Year 9 is a great age for this type of task. They should have done group projects in previous years and by now be making more mature decisions.

I'm sorry your DD is not enjoying it, but it is a good skill to develop. Did they choose their own groups, or were they put into groups? It could be that she is with some forceful personalities, so a word with the teacher could mean that the ring leaders are reminded to encourage all to participate.

As well as teaching at secondary, I also run a girl guide unit. My 10 yr olds work together to make decisions and organise whole events themselves (with our support) so YABU in terms of age being a factor. However YWNBU to have a word with the teacher about how they can help boost DD's confidence in participating.

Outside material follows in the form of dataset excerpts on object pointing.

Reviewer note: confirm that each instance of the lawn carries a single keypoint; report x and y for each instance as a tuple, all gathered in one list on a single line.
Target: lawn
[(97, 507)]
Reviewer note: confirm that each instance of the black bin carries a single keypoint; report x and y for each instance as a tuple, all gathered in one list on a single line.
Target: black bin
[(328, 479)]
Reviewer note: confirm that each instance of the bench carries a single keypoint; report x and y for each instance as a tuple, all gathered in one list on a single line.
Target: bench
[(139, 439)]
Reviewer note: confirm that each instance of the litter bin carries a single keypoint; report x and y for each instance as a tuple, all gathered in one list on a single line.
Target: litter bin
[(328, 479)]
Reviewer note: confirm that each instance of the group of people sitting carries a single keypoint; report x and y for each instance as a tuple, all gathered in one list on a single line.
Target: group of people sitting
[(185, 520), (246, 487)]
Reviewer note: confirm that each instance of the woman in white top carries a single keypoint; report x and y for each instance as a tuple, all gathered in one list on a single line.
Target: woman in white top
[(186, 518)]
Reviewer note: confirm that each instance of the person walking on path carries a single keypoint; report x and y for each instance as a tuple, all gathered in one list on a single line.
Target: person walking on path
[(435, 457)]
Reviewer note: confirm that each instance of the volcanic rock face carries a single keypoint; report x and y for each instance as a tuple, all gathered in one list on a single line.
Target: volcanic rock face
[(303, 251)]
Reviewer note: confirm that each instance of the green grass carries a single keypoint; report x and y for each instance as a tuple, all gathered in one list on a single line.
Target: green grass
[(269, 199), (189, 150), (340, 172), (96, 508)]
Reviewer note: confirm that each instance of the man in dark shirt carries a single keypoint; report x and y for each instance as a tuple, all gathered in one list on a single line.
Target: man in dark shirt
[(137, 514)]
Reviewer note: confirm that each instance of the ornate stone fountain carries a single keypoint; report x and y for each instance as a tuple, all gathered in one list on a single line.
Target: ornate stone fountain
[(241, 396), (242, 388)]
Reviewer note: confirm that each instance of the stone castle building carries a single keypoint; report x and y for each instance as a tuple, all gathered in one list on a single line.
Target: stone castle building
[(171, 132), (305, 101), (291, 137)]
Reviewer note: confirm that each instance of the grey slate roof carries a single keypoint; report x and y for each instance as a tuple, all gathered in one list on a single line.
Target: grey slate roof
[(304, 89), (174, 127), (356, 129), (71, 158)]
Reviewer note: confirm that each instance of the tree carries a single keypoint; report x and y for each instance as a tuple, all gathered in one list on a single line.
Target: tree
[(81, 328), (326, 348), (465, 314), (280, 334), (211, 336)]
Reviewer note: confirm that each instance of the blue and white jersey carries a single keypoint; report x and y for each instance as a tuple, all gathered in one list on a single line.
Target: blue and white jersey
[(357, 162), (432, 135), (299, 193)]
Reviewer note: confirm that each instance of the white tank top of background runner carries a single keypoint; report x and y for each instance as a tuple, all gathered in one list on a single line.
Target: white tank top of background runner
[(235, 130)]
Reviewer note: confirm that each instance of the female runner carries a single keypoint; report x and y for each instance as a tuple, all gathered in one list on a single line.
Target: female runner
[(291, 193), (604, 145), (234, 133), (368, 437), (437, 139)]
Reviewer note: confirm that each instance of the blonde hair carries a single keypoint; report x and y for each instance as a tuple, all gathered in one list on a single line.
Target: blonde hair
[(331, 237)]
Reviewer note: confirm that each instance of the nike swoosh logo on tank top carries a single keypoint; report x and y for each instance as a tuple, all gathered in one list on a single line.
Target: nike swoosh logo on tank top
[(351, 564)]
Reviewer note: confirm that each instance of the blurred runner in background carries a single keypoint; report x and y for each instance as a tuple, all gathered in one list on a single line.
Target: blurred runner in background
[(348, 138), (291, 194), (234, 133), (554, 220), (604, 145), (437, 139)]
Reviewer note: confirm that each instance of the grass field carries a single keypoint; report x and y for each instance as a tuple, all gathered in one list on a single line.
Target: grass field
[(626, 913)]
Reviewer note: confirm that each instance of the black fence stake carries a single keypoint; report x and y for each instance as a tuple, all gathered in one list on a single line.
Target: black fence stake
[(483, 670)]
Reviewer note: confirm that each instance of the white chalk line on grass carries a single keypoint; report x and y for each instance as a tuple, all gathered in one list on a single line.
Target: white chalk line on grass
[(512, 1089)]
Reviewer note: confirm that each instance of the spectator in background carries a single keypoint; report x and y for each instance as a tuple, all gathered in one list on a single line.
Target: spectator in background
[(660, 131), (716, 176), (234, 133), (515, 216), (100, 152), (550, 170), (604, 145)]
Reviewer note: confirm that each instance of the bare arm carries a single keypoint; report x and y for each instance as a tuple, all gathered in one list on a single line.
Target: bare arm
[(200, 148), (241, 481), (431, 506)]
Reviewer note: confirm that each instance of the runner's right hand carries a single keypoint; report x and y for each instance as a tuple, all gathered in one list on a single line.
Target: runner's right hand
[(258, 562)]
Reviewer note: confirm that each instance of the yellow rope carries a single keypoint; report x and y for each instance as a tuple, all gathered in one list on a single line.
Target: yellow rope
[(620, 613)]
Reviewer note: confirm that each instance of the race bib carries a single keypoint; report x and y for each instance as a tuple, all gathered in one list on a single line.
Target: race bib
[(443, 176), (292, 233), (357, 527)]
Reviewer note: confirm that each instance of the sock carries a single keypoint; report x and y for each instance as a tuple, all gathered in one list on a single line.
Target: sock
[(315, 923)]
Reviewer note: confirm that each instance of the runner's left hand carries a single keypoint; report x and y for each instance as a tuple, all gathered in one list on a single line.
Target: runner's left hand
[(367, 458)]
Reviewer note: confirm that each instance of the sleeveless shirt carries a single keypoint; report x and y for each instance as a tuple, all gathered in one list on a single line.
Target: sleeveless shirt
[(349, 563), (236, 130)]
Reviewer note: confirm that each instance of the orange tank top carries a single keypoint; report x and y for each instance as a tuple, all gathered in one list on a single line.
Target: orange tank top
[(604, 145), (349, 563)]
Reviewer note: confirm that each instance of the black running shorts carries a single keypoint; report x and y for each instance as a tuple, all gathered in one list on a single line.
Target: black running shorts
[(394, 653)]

JohnCusacksWife · 24/06/2014 17:50

Our school do this from Primary 3 onwards! Theybput the kids into groups without teacher supervision and give them tasks to do - a presentation, a report etc. it's up to them to work out how to approach it, delegate tasks and how to report back etc. it's sometime challenging for them but they seem to learn pretty quickly how to co-operate with each other for the purpose of the task. So if I've got it right and Year 9 is about age approx 12/13 then I think they should easily be capable of that.

FunkyBoldRibena · 24/06/2014 17:56

I'd ask 'which teacher is sitting with them being the Margaret/Karen/Nick to keep an eye on the students?'

taxi4ballet · 24/06/2014 18:00

If you end up being put with a group made up of one big-headed bossy-boots and half a dozen others who don't want to know, can't be bothered and couldn't care less, then it is a big ask.

PassTheCakeitsbeenatough1 · 24/06/2014 18:21

Its a great exercise - when it's managed properly, if there are students feeling like your DD feels then it's not being managed properly.

Speak to school, it could be that the teacher isn't aware of how your DD feels. Absolutely terrible if the teacher hasn't realised, but it needs addressing. I hope your DD gets some enjoyment from the project soon.

TeenAndTween · 24/06/2014 18:24

DD1's school do this in y10, with adults mentoring 1 or 2 teams each helping keep them on track. The winning 2 teams out of 20 then get to put their ideas into practice - and keep the profits!